Researchers at the University of Stanford have been working on a new type of battery, which could power everything from your phone to your car, and have made a breakthrough regarding the use of lithium as the cell’s anode. A lithium anode could potentially increase the operating time of the battery, but sadly, lithium reacts with electrolytes used inside batteries, and can overheat or even explode.

This is the problem the scientists have overcome. By wrapping the lithium in a special protective layer – rather awesomely referred to as a “carbon nanosphere wall” – it keeps the potentially unstable mixture from getting together and causing all sorts of chaos. This has increased the efficiency of a lithium anode battery to 99 percent, according to the team, up from 96 percent before, and a step closer to becoming commercially viable.
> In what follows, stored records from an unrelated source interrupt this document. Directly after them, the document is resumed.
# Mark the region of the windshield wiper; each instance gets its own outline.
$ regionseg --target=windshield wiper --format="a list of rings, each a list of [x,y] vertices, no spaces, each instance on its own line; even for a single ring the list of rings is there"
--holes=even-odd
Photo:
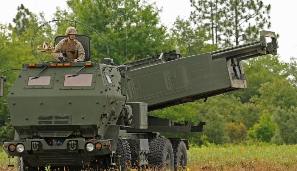
[[[70,76],[68,76],[67,77],[67,78],[68,78],[68,77],[76,77],[76,76],[77,76],[77,75],[78,75],[78,74],[77,74],[77,73],[78,73],[80,71],[81,71],[81,70],[83,70],[83,69],[84,68],[85,68],[85,67],[86,67],[86,66],[87,66],[86,65],[85,65],[85,66],[83,66],[81,68],[80,68],[80,70],[78,70],[78,71],[76,73],[75,73],[75,74],[73,74],[73,75],[70,75]]]
[[[41,74],[41,72],[43,72],[43,71],[44,71],[44,70],[45,69],[45,68],[46,68],[47,67],[47,66],[45,66],[45,67],[44,67],[44,68],[43,68],[43,69],[42,69],[42,70],[41,70],[41,71],[40,71],[40,72],[39,74],[38,74],[37,75],[37,76],[36,76],[36,77],[33,77],[33,78],[32,78],[32,79],[38,79],[38,78],[39,78],[40,77],[39,77],[39,76],[38,76],[38,75],[39,75],[39,74]]]

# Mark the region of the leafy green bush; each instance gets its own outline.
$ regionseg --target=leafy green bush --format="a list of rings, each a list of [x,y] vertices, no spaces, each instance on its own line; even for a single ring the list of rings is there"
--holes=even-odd
[[[248,131],[252,138],[261,141],[269,142],[274,135],[277,125],[271,121],[271,118],[267,111],[260,117],[259,123],[254,125]]]
[[[226,130],[231,143],[240,142],[247,138],[248,131],[242,122],[238,125],[229,122],[227,124]]]
[[[275,137],[274,142],[297,143],[297,108],[292,106],[290,109],[282,109],[278,108],[275,113],[273,118],[278,125],[279,136]],[[277,138],[278,141],[275,139]]]

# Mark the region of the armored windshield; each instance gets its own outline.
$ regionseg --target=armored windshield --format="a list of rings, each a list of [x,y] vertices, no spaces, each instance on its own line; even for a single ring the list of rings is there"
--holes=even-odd
[[[92,74],[78,74],[75,76],[69,77],[72,75],[65,74],[64,86],[91,86],[92,85]]]
[[[35,76],[29,77],[28,85],[49,85],[50,76]]]

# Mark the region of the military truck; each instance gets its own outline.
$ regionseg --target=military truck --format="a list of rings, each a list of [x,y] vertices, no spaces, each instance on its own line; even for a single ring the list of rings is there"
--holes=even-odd
[[[160,133],[201,132],[205,122],[176,122],[148,112],[247,87],[241,61],[277,54],[275,33],[260,34],[260,40],[222,50],[185,58],[175,50],[119,66],[110,58],[88,61],[89,38],[77,35],[86,61],[24,64],[6,93],[15,129],[3,145],[9,166],[17,156],[19,171],[49,165],[185,168],[189,141]],[[0,73],[1,96],[8,71]]]

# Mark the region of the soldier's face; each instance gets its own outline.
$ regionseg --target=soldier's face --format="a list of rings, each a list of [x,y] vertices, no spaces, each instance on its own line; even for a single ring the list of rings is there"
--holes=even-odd
[[[69,35],[69,38],[71,40],[73,40],[74,39],[75,37],[75,34]]]

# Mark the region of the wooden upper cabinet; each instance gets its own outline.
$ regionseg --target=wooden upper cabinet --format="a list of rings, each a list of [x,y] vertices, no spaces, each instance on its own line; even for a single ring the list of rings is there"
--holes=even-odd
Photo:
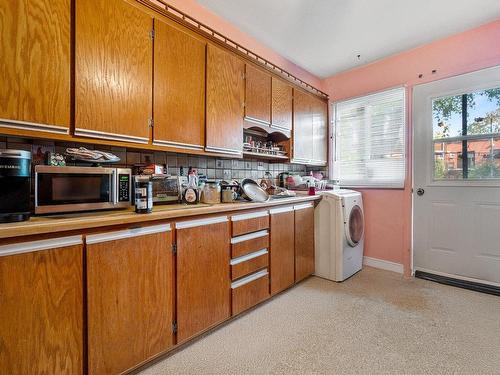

A pure lithium anode battery, like the one developed at Stanford, has apparently been seen as a “Holy Grail” among researchers for sometime. Engineering leader Yi Cui says the lightweight material has the “greatest potential” of all the materials that can be used as anodes, and that it provides more power per volume and weight than the alternatives, which means lighter, smaller, and more powerful batteries for us.

According to a report by, which quotes former Secretary of Energy Steven Chu, a pure lithium anode battery could double or even triple the life of a smartphone, or increase the range of an electric car to 300 miles, but with a $25,000 price tag.

Hearing about new battery tech which could extend the life of our gadgets isn’t anything new. We’ve even heard the Holy Grail reference before too, when it was used to describe silicon being used to make lithium anode batteries. Another recent development, also said to be a breakthrough, is the use of a silicon sponge to lengthen the life of a laptop battery.

As for lithium anode cells, there’s still some work to be done on the overall efficiency, which includes further engineering and testing of new electrolytes, therefore no timeframe on when we can expect a lithium anode battery to be used in a product we can buy has been given.